The taking of positions on matters of public policy is a core function
of the State Bar of Wisconsin. It is the principal reason given by the Wisconsin
Supreme Court for the integration of the bar. The notion is that the legal
profession has specialized expertise in certain areas that is of value to
public policy makers and that good public policy requires that we make that
expertise available. Most of our lobbying efforts truly fall into that category
and the Wisconsin Legislature and other policy-making agencies generally
regard us as a resource, rather than as a special interest.
We have always been very careful to safeguard this trust. We have generally
avoided taking political positions on issues that not only are controversial
but upon which we have no special expertise. Clearly, gun control falls
into the category that we have avoided and should avoid in the future. The
U.S. Supreme Court recognized this specifically in the case of Keller
v. California, which defines the duties of integrated bars that become
involved in taking political positions. Every organization gets carried
away once in a while and does things that are ill considered. I hope that
you will consider this anomalous and not typical, as I do.
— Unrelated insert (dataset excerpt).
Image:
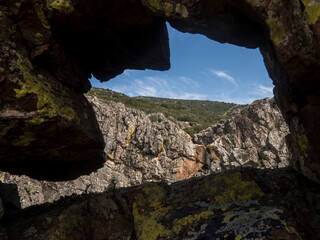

That is not to say, however, that the Bar should never take controversial
political positions. Where its expertise is necessary for proper understanding
of the issues, it must do so, even if it would be easier and more congenial
to avoid the issue. The important thing is to be certain that the issues
chosen are those upon which our contribution is of unique value, as it is,
for example, on the issue of tort law reform, where no other group in society
is in a position to understand and explain the common law and all of its
subtle implications.
I have never been in favor of compelled membership and actively opposed
the reintegration of the State Bar. But having been burdened with the public
trust by the Supreme Court, the Bar cannot avoid its responsibility, but
must rather discharge that trust to the best of its ability. Hopefully,
it has and will generally do so wisely and well. When, as here, it falls
a bit short of the mark, it is well that we educate it back into righteousness,
as both Mr. Fox and Mr. Sciascia have undertaken to do.